Adversarial training, a method for learning robust deep neural networks, constructs adversarial examples during training. However, recent methods for generating NLP adversarial examples involve combinatorial search and expensive sentence encoders for constraining the generated instances. As a result, it remains challenging to use vanilla adversarial training to improve NLP models' performance, and the benefits are mainly uninvestigated. This paper proposes a simple and improved vanilla adversarial training process for NLP models, which we name Attacking to Training (A2T). The core part of A2T is a new and cheaper word substitution attack optimized for vanilla adversarial training. We use A2T to train BERT and RoBERTa models on IMDB, Rotten Tomatoes, Yelp, and SNLI datasets. Our results empirically show that it is possible to train robust NLP models using a much cheaper adversary. We demonstrate that vanilla adversarial training with A2T can improve an NLP model's robustness to the attack it was originally trained with and also defend the model against other types of word substitution attacks. Furthermore, we show that A2T can improve NLP models' standard accuracy, cross-domain generalization, and interpretability.

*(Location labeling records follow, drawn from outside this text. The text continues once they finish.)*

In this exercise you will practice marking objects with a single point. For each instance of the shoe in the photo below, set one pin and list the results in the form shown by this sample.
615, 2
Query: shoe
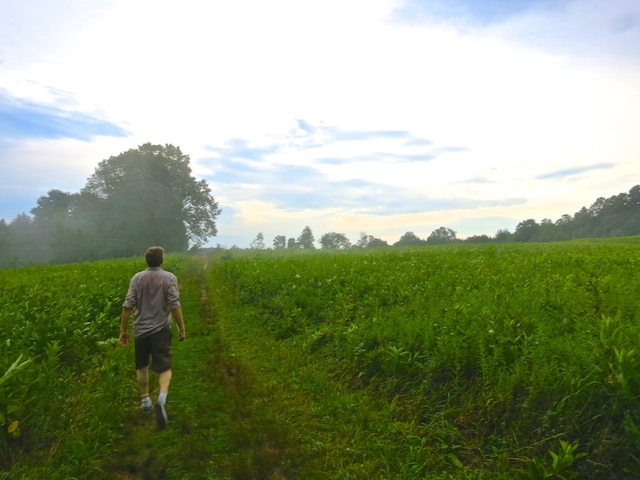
161, 415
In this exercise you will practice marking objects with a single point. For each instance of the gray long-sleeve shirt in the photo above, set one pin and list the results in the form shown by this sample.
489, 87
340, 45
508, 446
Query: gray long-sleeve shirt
154, 294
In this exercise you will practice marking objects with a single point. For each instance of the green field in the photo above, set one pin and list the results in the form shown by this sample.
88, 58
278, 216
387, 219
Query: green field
449, 362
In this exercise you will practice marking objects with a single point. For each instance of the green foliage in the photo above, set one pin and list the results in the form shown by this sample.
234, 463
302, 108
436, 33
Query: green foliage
524, 342
60, 360
559, 467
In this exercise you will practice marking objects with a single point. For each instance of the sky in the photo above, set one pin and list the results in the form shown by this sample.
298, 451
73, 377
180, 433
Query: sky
348, 116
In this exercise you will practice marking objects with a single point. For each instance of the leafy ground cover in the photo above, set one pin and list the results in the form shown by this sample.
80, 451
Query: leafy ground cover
452, 362
487, 357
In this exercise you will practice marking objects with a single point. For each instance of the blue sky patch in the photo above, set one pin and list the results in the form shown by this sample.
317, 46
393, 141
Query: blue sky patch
568, 172
22, 119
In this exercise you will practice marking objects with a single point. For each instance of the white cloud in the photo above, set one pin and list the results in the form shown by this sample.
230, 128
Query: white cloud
533, 92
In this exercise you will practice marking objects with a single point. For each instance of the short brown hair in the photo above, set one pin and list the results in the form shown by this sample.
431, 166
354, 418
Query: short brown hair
154, 256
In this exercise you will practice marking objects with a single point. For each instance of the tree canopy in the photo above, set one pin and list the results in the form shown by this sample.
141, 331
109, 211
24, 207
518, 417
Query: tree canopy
144, 196
147, 196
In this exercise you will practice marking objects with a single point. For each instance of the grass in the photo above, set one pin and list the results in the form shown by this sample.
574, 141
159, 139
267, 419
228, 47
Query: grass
441, 363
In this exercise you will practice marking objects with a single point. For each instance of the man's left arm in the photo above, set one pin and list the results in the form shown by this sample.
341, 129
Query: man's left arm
124, 324
177, 316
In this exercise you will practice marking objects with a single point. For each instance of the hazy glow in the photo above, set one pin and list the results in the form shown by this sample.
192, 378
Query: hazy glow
345, 115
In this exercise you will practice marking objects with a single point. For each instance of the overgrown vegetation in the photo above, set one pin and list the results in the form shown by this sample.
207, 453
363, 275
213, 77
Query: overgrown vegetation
487, 356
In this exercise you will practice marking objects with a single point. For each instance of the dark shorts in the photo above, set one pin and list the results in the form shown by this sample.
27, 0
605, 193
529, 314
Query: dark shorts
156, 347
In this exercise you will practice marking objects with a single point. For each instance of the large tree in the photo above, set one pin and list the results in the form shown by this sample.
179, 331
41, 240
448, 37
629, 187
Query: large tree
147, 196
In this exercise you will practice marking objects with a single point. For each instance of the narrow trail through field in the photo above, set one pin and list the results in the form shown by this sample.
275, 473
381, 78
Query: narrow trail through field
221, 417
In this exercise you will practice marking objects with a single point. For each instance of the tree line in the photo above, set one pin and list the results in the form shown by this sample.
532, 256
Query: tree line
616, 216
144, 196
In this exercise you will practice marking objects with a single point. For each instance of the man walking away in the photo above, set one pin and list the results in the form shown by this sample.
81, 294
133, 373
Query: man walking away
153, 293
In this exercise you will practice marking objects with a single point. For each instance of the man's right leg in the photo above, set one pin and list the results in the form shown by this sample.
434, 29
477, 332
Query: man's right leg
142, 375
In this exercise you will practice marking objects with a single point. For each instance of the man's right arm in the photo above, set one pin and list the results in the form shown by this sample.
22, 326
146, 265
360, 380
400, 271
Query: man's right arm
177, 316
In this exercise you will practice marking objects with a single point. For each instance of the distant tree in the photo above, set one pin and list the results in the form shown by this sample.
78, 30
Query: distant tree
26, 245
409, 239
547, 231
333, 240
306, 239
258, 242
377, 243
6, 249
503, 235
369, 241
564, 228
63, 234
147, 196
279, 242
364, 240
441, 235
478, 239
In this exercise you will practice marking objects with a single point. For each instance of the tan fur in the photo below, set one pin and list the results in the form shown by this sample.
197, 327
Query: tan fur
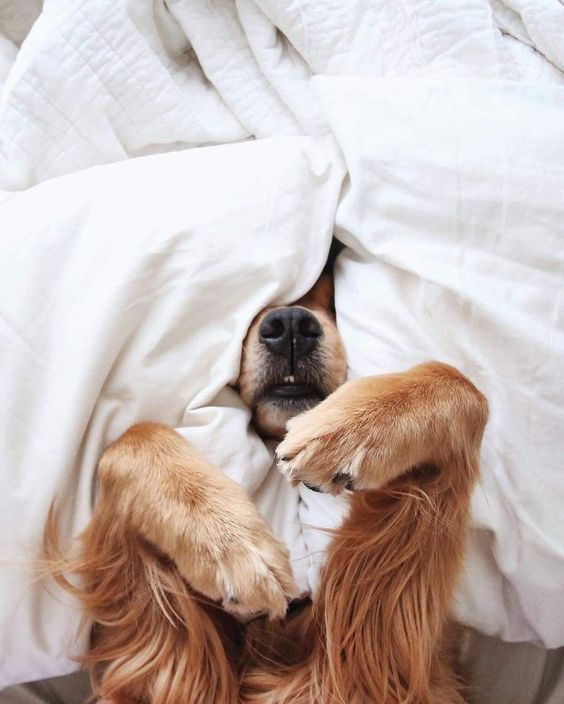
270, 421
168, 528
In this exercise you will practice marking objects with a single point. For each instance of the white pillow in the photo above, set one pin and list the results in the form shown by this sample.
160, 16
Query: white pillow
125, 293
454, 212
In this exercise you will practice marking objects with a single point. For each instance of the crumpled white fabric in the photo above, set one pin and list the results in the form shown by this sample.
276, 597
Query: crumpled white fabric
102, 80
131, 303
90, 82
455, 222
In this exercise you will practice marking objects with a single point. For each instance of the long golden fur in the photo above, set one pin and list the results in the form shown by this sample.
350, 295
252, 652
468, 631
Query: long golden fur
175, 550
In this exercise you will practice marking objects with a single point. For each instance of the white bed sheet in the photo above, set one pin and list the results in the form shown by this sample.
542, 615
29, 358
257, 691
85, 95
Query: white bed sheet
90, 82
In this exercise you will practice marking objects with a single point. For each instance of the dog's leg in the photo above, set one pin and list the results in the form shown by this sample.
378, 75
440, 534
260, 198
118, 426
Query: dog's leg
166, 525
378, 619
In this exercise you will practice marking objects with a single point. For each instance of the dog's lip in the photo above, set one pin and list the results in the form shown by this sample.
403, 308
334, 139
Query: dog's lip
294, 390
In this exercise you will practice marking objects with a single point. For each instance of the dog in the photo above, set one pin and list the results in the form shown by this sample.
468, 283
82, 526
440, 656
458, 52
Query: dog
176, 555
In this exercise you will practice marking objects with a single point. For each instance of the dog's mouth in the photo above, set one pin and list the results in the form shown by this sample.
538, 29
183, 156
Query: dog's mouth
294, 392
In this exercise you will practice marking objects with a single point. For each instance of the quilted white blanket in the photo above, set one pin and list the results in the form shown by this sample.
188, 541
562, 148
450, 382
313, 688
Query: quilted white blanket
432, 145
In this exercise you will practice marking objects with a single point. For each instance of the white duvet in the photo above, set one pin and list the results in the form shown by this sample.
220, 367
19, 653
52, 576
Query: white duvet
433, 147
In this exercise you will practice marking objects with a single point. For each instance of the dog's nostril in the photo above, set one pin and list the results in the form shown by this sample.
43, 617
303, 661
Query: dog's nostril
309, 327
272, 329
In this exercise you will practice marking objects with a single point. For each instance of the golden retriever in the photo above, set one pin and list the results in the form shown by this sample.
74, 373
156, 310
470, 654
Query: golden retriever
175, 550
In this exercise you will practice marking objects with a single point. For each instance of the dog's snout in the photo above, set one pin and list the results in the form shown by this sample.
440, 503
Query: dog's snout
291, 332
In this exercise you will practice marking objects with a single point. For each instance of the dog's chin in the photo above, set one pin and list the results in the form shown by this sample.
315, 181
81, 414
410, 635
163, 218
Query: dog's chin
279, 404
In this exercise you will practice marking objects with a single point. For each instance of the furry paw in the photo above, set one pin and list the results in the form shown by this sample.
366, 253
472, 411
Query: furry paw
359, 438
242, 566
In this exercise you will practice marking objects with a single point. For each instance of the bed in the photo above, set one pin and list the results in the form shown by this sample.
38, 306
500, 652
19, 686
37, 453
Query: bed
167, 169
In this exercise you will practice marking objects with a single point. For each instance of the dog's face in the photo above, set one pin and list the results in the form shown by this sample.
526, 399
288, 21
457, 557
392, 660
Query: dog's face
293, 357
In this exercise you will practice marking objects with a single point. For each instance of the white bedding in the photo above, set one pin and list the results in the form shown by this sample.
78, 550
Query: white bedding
126, 289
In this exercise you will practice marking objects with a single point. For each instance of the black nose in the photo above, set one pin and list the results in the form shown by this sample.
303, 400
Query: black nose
291, 332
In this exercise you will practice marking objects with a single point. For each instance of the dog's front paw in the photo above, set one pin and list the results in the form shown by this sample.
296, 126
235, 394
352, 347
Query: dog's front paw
325, 448
364, 435
237, 562
256, 578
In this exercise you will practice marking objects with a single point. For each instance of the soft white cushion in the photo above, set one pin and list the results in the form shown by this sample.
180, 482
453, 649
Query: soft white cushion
125, 294
454, 213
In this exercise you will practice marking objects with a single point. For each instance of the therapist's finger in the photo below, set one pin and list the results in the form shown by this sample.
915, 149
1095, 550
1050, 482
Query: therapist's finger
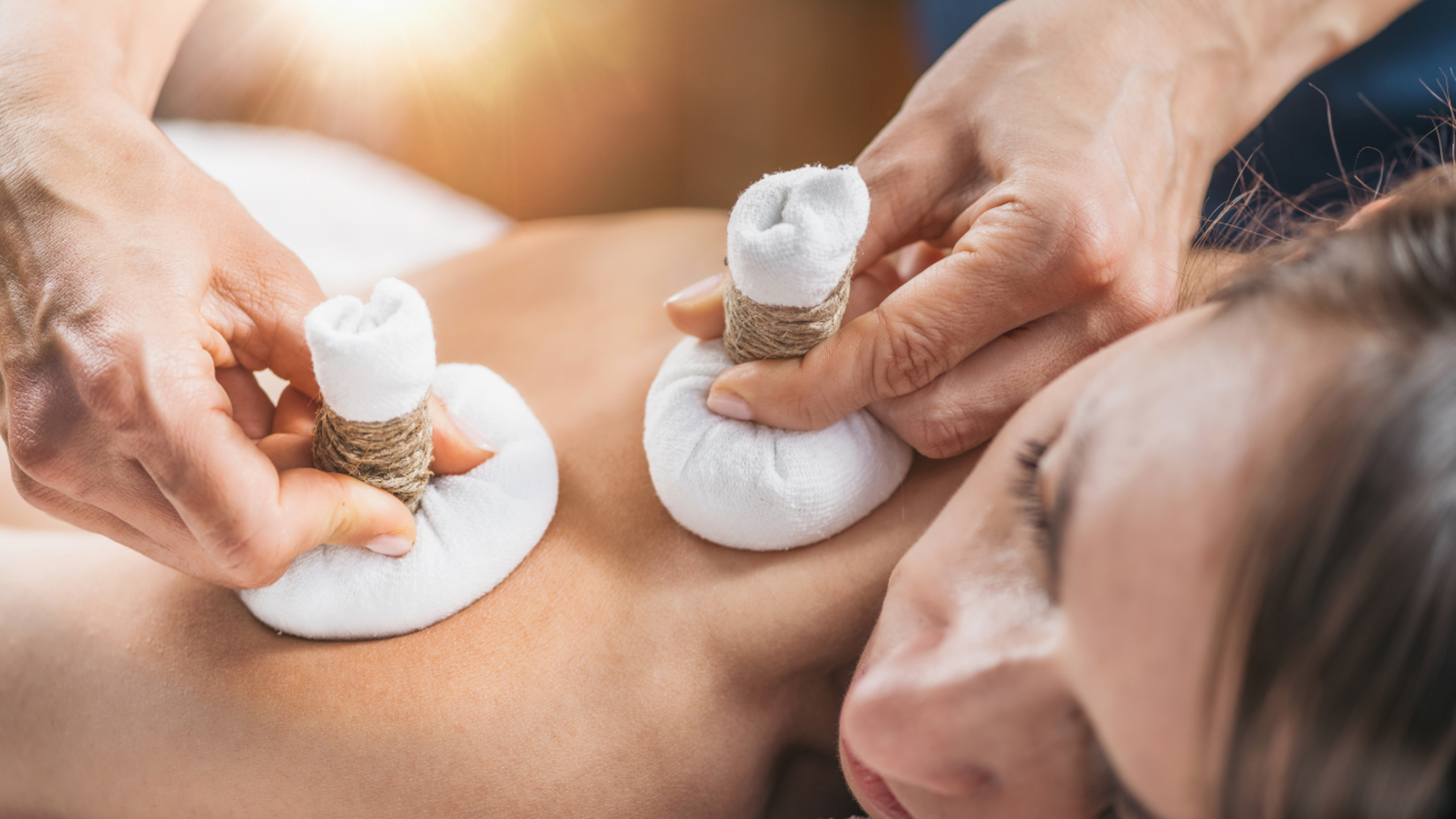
698, 310
1014, 267
969, 403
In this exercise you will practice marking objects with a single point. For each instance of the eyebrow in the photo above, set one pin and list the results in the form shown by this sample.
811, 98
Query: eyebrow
1123, 796
1060, 508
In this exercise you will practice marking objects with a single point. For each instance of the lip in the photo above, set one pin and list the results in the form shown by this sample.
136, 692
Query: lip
871, 785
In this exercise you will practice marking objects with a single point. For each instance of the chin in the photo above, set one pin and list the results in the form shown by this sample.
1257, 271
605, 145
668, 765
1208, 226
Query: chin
870, 789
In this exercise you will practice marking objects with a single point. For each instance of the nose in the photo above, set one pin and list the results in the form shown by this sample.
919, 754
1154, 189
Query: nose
969, 704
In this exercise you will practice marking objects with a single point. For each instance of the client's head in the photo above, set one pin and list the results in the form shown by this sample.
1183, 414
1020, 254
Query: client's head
1207, 572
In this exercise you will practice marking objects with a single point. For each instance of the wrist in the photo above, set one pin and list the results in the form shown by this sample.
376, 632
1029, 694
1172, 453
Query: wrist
57, 51
1240, 57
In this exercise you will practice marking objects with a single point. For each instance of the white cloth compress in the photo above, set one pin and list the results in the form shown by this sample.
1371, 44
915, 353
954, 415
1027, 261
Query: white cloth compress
738, 484
472, 530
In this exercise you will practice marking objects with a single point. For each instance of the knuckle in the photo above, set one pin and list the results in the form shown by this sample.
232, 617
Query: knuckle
947, 430
244, 565
908, 357
1095, 249
245, 560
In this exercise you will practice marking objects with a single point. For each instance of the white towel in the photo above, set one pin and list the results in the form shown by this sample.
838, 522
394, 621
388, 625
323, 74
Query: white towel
791, 236
473, 530
373, 361
751, 486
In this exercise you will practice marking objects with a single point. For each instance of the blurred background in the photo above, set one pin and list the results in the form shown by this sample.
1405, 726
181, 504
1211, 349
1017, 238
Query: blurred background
547, 108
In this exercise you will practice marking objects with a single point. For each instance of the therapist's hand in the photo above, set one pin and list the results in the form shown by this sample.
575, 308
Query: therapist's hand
1057, 159
137, 300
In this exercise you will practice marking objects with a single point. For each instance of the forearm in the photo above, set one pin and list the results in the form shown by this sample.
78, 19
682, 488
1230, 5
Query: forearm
1273, 44
51, 49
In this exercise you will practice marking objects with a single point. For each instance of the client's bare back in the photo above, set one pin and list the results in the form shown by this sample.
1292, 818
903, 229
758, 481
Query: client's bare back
625, 670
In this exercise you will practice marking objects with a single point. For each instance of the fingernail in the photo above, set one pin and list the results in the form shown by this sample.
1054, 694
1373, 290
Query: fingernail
728, 405
698, 289
390, 545
471, 432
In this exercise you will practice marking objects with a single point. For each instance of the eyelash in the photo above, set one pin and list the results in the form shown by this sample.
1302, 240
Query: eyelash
1029, 492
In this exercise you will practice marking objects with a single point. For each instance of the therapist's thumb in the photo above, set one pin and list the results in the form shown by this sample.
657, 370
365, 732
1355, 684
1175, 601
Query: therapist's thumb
834, 380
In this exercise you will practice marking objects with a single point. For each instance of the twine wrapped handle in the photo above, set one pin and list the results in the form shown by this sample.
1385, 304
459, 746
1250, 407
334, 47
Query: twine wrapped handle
791, 258
374, 364
756, 330
392, 455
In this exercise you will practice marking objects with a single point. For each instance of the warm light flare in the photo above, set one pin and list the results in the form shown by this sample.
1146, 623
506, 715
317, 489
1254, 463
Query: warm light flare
424, 31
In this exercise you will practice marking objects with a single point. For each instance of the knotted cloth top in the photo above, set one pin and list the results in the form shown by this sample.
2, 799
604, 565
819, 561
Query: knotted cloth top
791, 256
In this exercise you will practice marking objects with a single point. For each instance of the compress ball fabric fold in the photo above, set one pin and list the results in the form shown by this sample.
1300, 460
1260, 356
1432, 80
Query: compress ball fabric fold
791, 251
472, 530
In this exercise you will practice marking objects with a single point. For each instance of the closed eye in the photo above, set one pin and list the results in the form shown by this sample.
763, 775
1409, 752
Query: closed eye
1032, 507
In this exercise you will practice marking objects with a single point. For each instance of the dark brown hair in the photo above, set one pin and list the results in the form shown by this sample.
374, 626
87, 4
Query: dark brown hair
1341, 616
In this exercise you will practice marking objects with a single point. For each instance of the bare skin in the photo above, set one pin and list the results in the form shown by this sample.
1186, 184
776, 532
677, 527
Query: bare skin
625, 670
1011, 677
1041, 177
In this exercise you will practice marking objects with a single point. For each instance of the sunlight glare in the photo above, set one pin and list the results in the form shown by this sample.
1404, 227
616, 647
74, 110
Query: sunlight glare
419, 29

improving adversarial training improving adversarial تحسين التدريب الخصم تحسين الخصم صناعة حمض الفوسفور

Gradient-based Adversarial Attacks against Text Transformers

718 - Association for Computation Linguistics 2021 مقالة

We propose the first general-purpose gradient-based adversarial attack against transformer models. Instead of searching for a single adversarial example, we search for a distribution of adversarial examples parameterized by a continuous-valued matrix , hence enabling gradient-based optimization. We empirically demonstrate that our white-box attack attains state-of-the-art attack performance on a variety of natural language tasks, outperforming prior work in terms of adversarial success rate with matching imperceptibility as per automated and human evaluation. Furthermore, we show that a powerful black-box transfer attack, enabled by sampling from the adversarial distribution, matches or exceeds existing methods, while only requiring hard-label outputs.

text transformers gradient-based adversarial attacks محولات النص النص هجمات الخصومة القائمة على التدرج صناعة حمض الفوسفور

Gradient-Based Adversarial Factual Consistency Evaluation for Abstractive Summarization

649 - Association for Computation Linguistics 2021 مقالة

Neural abstractive summarization systems have gained significant progress in recent years. However, abstractive summarization often produce inconsisitent statements or false facts. How to automatically generate highly abstract yet factually correct s ummaries? In this paper, we proposed an efficient weak-supervised adversarial data augmentation approach to form the factual consistency dataset. Based on the artificial dataset, we train an evaluation model that can not only make accurate and robust factual consistency discrimination but is also capable of making interpretable factual errors tracing by backpropagated gradient distribution on token embeddings. Experiments and analysis conduct on public annotated summarization and factual consistency datasets demonstrate our approach effective and reasonable.

شبكة النسخ المصقول gradient-based adversarial factual neural abstractive summarization الواقعي المقصود المستند إلى التدرج تلخيص المبشور العصبي صناعة حمض الفوسفور

Generative Adversarial Networks based on Mixed-Attentions for Citation Intent Classification in Scientific Publications

897 - Association for Computation Linguistics 2021 مقالة

We propose the mixed-attention-based Generative Adversarial Network (named maGAN), and apply it for citation intent classification in scientific publication. We select domain-specific training data, propose a mixed-attention mechanism, and employ gen erative adversarial network architecture for pre-training language model and fine-tuning to the downstream multi-class classification task. Experiments were conducted on the SciCite datasets to compare model performance. Our proposed maGAN model achieved the best Macro-F1 of 0.8532.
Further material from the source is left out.